Reinforcing his reputation as a cultural provocateur, the 75-year-old Bloom (Where Shall Wisdom Be Found, 2004, etc.) issues proclamations like Zeus hurling thunderbolts from an academic Mt. Olympus. He seems more intent on igniting firestorms of controversy than providing thoughtful analysis. Almost sure to incite an argument is his contention that the very notion of a Judeo-Christian tradition is a fallacy, that it would make as much sense to speak of a Christian-Islamic tradition (were it not for the alliance between America and Israel). Identifying himself as a heretical Jew, Bloom will also surely get a rise from the Christian devout with his almost throwaway suggestions that Jesus likely escaped crucifixion and traveled to India, and that the Gospel of Thomas has more credibility than the Synoptic Gospels of the Bible.

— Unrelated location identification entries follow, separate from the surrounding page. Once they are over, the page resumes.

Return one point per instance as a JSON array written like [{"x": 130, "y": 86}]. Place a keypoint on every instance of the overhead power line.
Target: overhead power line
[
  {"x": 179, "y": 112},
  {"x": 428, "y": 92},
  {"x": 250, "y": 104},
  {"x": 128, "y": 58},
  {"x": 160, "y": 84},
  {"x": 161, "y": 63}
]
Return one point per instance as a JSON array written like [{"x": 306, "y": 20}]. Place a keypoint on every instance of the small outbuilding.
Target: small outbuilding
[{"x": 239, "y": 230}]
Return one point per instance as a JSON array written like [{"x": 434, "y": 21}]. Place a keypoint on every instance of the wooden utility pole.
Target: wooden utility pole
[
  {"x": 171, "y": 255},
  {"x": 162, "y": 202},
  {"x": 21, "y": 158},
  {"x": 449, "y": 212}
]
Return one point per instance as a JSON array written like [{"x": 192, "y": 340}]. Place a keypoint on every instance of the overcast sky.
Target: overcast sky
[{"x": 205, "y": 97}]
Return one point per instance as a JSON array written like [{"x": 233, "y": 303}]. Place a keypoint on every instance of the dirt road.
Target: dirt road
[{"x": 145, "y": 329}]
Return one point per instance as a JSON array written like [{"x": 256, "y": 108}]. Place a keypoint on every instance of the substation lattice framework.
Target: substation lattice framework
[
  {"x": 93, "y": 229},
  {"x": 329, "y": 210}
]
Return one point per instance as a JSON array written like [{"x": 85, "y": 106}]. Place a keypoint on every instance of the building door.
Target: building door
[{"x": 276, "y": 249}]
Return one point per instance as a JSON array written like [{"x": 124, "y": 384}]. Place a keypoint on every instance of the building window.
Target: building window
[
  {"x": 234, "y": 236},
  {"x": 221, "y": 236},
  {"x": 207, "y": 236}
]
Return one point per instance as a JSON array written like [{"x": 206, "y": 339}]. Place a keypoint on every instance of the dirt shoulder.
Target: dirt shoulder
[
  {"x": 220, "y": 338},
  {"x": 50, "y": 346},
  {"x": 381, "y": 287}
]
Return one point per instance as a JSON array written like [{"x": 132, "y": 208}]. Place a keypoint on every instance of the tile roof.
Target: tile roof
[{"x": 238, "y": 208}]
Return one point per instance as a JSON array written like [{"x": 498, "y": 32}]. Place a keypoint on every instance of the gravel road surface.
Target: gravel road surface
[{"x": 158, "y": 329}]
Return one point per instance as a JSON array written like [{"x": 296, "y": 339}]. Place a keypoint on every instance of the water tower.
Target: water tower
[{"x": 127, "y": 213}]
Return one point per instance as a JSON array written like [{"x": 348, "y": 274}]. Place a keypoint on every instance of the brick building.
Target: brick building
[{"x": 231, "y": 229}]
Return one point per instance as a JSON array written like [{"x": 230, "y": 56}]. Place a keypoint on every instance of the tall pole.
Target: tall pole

As provocative as Bloom attempts to be, this book is more often maddening than stimulating or enlightening. The short, sketchy chapters of the first half (the “Jesus” section) read more like notes for a finished and fully realized study. Chatty and first-person discursive rather than cohesively scholarly, Bloom rambles and repeats himself, indulging in digressions before circling back to the most contentious points without deepening or amplifying his arguments. Along the way, the literary critic proclaims that Hamlet is Shakespeare’s Jesus (and that Yahweh combines elements of Hamlet, Lear and Falstaff), compares the Gospel of Mark with Edgar Allan Poe, calls Philip Roth America’s Kafka and elevates Wallace Stevens above all American poets since Whitman and Dickinson. Why? In most cases, because he says so.
Bloom barely provides a gloss on more substantial work, such as the two volumes by Jack Miles (God: A Biography, 1995; Christ: A Crisis in the Life of God, 2001), which are often invoked in these pages.